Всегда надо где-то недобирать. Если тебе сейчас хорошо на восемь из десяти — нужно, чтобы ты чувствовал такую же усталость. Должен быть баланс во всем. Во-первых, все имеет свою цену. Во-вторых, ты знаешь, на что идешь. И в-третьих, градус твоей усталости должен быть равен градусу твоего счастья. Потому что если ты устал на восемь, а счастлив на три — значит, ты что-то неправильно делал. Плохо уставал. А когда есть компенсация — ты даже не выглядишь затраханным.

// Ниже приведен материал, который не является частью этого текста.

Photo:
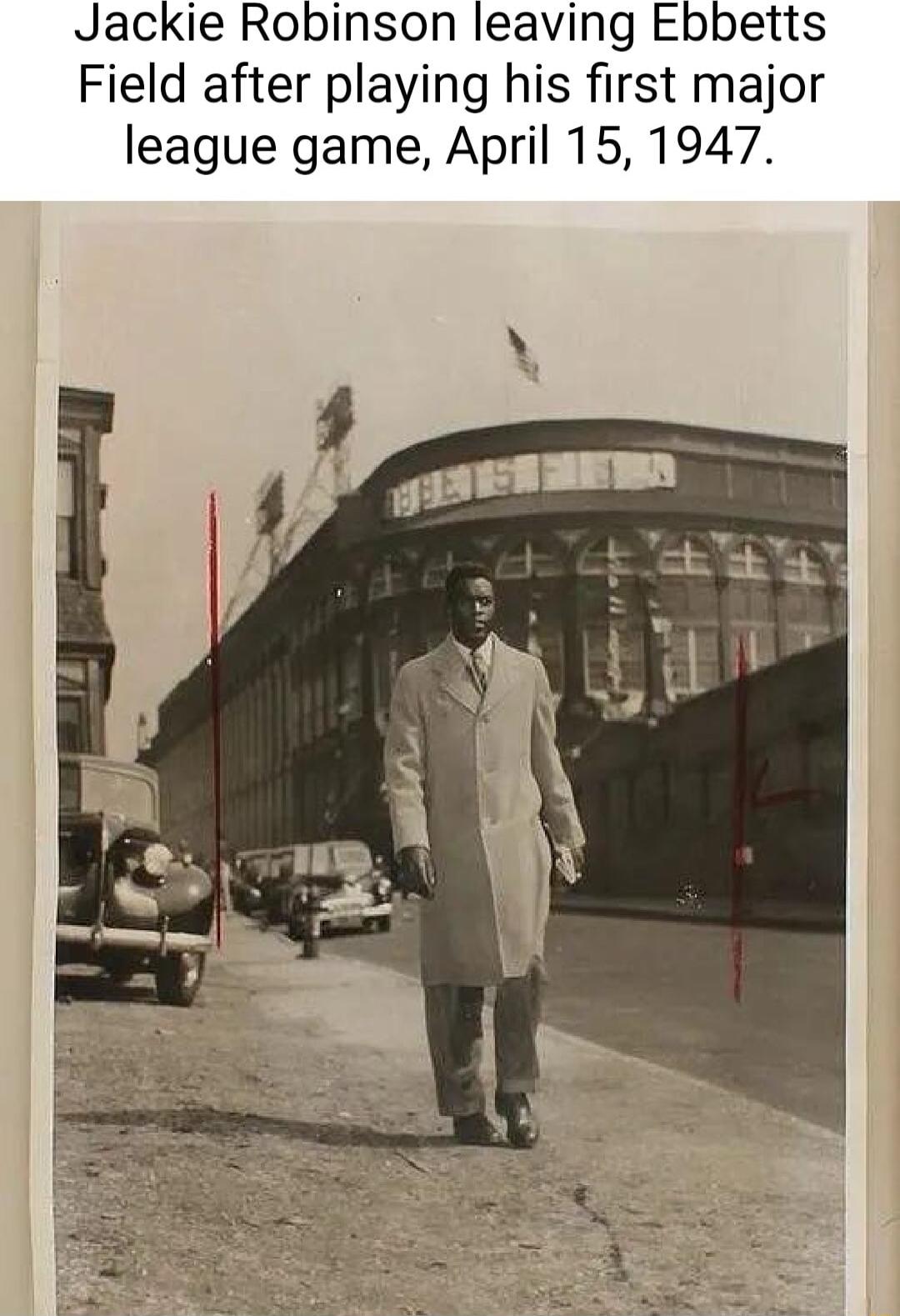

Когда тебе 30 лет, твой организм пока тебе все прощает. И, конечно, ты это должен использовать. Так или иначе ход времени понятен. Дальше, в 40, ты уже не сможешь себе позволять такие вещи, ты будешь больше планировать отдых, по-другому к этому подходить. А сейчас ты легко можешь разрываться на все 25 сторон, и тебя на все хватит, все нормально. У организма большие ресурсы, большие резервы, об этом не стоит забывать. Все с ним будет хорошо, главное — верить в него. Если ты веришь в него, и он в тебя тоже будет верить. Он тебя не подведет.
Я ни в чем себя не ограничиваю. Просто мне повезло, наверное, с моим организмом — у меня быстрый обмен веществ. Поэтому я могу есть все что угодно, и со мной ничего не будет. Ну, если говорить про съемки или про спектакль, то это, конечно, более энергозатратное. Потому что когда ты знаешь, что у тебя спектакль, ты утром уже просыпаешься с ощущением, что у тебя спектакль. Это уже так, и никуда от этого не деться. Нервяк уже с вечера начинается. Несмотря на то что «Гамлет» у нас — сотый спектакль в декабре, все равно такая трясучка перед выходом, что кошмар.
Я не обращаю внимания на деньги. Как-то по жизни так складывалось, что у меня их всегда было ровно столько, сколько мне достаточно в данный момент времени. Ни больше ни меньше. Я их не боюсь. Я перед ними не преклоняюсь, и во главу угла они никогда не вставали. Как это было, например, в 17 лет, когда денег у меня не было. И все мне говорили: «Нет, старик, вот, например, когда у тебя будут бабки, ты к ним по-другому будешь относиться». Нет, я к ним так же отношусь, как тогда. Абсолютно так же.
Деньги — это энергия, и ею нужно уметь распоряжаться. Я понимаю, что, наверное, стоило бы как-то копить, но это точно не про меня. Я транжира. Правда, до копейки все не сливаю. Меня отец всегда учил: должно быть что-то за душой. Сколько бы я ни тратил — всегда оставляю запас. В работе тоже всегда должен быть запас: тебе нужно четко понимать, чем будешь крыть в случае чего.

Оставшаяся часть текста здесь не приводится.